The Australians pushed on, gradually making their way down towards the coast to link up with troops fighting their way around the Huon Peninsula's coastline. The 15th Infantry Brigade took over the campaign, pushing on to link up with troops who advanced inland on the Huon Peninsula. By the start of February 1944, the last objectives in this area were taken. It was then left to troops of the 8th and 15th Brigades to push on along the coast.
This was the first time a complete Australian infantry division had been brought into action entirely by air. Major General George Vasey, commander of the 7th Division, modified the original campaign plan by deciding that instead of marching overland through remote and exhausting country to the Markham Valley, the division's main body, the 25th Brigade, would be transported by air from Port Moresby. The old airstrip at Nadzab was prepared in just two days and on 6 September more than forty transport aircraft landed there.
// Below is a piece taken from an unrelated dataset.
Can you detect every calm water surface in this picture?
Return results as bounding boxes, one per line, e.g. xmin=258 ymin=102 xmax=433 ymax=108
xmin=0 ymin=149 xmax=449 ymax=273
However, disaster struck early on 7 September as the men from the 2/33rd Battalion's 'D' Company sat and waited in trucks at Jackson's airfield for their flights out of Port Moresby to Tsili Tsili and on to Nadzab. A US Liberator bomber taking off from the airfield struck a tree and ploughed into five of the parked trucks. Every man in the parked trucks was killed or injured, many suffering horrific burns. Sixty Australians died and ninety-two were injured. Those who died were buried in Port Moresby (Bomana) War Cemetery.
Despite the tragedy, the surviving officers in the battalion decided to continue on and the 2/33rd Battalion landed in Nadzab that day.